Tout est parti d’un constat : il n’existait aucune littérature sur la décoration et la finition de mouvements horlogers malgré le savoir-faire énorme. Comme je trouvais ça dommage, j’ai décidé d’y remédier en réalisant un ouvrage destiné aussi bien aux artisans qu’au client final, afin que ce dernier puisse entrevoir l’énorme travail qu’implique un polissage ou un satinage par exemple. La décoration occupe une place considérable chez Audemars Piguet. Chaque montre est aussi belle à l’intérieur qu’à l’extérieur et cela alors que pour beaucoup de nos calibres, seuls les horlogers verront les décorations qui ornent chaque composant. Cela méritait bien un livre. C’est l’un des seuls qui expliquent clairement le procédé pour les satinages. Avant publication, nous nous sommes interrogés sur la possible divulgation de nos savoir-faire à nos concurrents. Et puis après réflexion, nous nous sommes dit « tant mieux car l’horlogerie suisse va ainsi monter en gamme ».
Aujourd’hui, qu’est-ce qui vous intéresse le plus dans le développement ?
Soyons clairs : donner l’heure n’est plus la seule justification d’une montre mécanique. L’heure est partout, sur votre smartphone, votre ordinateur ou dans votre voiture… Créer une montre mécanique qui donne l’heure, soit, mais il faut susciter de l’émotion à travers le design, l’acoustique, le toucher – qui convoque tous les sens de l’être humain. C’est un axe qui m’a toujours plu et motivé.
Vous avez une complication préférée ou un modèle qui vous inspire ?
Celle dont je suis particulièrement fier, car elle m’a demandé beaucoup d’énergie et un investissement personnel conséquent, c’est la Grande Sonnerie. Un petit mouvement par son diamètre et son épaisseur mais capable de performances extraordinaires. Ce fut très difficile et complexe à réaliser mais c’est aussi ce qui est grisant.
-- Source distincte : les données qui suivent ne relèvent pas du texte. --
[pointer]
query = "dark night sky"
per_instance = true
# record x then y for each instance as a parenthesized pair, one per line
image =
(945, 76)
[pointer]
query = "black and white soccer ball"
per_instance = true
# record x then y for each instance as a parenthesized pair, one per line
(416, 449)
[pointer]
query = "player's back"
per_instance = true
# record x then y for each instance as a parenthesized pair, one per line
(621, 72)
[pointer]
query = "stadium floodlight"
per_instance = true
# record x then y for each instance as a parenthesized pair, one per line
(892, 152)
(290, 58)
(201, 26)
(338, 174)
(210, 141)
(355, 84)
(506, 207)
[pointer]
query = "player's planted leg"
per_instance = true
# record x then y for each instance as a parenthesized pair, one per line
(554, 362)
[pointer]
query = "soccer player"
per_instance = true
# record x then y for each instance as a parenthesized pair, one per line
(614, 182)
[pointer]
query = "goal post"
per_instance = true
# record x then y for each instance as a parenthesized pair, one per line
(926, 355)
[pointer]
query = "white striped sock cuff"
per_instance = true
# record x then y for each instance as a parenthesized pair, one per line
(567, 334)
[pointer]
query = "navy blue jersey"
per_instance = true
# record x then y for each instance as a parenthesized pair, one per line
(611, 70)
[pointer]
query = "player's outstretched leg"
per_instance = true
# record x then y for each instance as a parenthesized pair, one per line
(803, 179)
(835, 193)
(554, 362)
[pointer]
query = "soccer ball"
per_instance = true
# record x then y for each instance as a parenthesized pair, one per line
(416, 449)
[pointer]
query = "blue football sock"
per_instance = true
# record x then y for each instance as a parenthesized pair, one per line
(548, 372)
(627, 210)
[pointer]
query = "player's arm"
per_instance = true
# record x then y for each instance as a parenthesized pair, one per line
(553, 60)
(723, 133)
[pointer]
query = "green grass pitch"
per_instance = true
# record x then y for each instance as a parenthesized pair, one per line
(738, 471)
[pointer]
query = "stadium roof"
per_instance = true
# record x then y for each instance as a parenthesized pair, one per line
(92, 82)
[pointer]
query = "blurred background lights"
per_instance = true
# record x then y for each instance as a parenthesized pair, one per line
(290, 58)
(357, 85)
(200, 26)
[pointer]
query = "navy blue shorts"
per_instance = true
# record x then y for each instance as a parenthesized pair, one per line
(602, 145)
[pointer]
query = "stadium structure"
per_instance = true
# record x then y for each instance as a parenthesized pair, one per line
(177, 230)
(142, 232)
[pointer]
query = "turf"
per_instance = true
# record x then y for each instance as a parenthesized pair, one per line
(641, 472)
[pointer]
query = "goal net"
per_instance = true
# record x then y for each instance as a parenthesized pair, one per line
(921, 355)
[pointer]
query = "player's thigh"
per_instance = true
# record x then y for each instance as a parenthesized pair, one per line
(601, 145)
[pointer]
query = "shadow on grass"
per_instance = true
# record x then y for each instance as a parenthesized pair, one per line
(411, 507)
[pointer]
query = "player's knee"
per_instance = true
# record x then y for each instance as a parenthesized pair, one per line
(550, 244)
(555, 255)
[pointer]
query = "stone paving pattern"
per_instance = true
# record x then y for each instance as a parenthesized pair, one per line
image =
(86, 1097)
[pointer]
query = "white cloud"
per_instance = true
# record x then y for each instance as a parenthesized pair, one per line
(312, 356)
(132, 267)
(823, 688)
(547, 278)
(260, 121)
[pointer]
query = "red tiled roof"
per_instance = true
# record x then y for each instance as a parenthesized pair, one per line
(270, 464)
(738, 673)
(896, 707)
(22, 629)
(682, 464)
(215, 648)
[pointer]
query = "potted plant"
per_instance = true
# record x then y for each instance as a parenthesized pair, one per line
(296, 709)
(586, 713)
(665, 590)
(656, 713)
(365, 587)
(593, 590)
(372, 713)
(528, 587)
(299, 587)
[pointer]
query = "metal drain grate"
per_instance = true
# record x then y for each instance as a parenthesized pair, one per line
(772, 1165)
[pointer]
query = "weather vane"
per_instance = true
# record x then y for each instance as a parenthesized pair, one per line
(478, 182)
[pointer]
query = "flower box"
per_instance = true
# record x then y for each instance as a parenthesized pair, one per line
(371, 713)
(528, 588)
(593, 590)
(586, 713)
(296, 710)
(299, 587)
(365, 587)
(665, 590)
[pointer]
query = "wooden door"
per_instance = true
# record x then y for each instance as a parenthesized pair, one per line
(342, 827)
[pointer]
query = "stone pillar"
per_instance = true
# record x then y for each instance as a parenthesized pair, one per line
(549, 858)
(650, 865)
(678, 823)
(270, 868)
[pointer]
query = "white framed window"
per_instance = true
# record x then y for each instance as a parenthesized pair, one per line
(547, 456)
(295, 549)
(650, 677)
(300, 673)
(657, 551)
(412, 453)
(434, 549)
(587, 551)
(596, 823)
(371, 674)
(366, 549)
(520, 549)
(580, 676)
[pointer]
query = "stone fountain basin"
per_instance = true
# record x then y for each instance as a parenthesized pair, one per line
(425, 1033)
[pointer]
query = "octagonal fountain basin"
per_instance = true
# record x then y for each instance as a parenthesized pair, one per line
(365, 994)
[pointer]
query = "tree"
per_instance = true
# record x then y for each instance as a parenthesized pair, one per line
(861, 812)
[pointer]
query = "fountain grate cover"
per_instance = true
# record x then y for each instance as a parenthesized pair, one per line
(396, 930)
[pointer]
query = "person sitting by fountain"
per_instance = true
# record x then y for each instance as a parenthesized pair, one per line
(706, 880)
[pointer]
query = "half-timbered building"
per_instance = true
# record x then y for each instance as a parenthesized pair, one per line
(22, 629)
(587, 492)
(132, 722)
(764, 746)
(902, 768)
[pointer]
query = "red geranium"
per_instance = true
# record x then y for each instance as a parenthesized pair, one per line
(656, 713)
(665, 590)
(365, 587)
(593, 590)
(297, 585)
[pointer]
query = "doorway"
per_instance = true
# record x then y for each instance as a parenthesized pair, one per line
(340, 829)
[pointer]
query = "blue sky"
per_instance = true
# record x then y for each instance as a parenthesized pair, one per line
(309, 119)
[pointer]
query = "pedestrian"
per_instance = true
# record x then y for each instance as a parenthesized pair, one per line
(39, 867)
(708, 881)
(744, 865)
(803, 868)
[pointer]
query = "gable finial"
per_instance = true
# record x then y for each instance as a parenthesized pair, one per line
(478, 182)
Cela dit, tous les mouvements que nous avons développés me procurent une grande fierté.
Quelles sont les étapes de création d’un nouveau mouvement ?
Nous recevons tout d’abord un briefing qui peut être oral. Dans certains cas, nous effectuons une pré-étude pour affiner la demande initiale grâce à une description et à des dessins beaucoup plus détaillés. Une fois cette pré-étude présentée à la direction ou à nos clients, nous l’affinons encore. Après validation du projet, la conception proprement dite – intégrant mouvement, boîte et cadran – peut démarrer. Ce qui signifie que différentes équipes doivent travailler en même temps.
Cela prend combien de temps ?
Si l’on veut atteindre les trois piliers magiques qui sont beauté, fiabilité et émotion, il faut compter entre trois et cinq ans.
Y a-t-il une façon de travailler propre à Audemars Piguet, par rapport aux autres maisons ?
Les démarches diffèrent toujours un peu selon les maisons. Avec Audemars Piguet, nous sommes plus libres. C’est à nous de réaliser la pré-étude sur la base du briefing initial. Contrairement aux autres marques où elle est souvent élaborée par leurs soins. Ici, nous participons pleinement au produit.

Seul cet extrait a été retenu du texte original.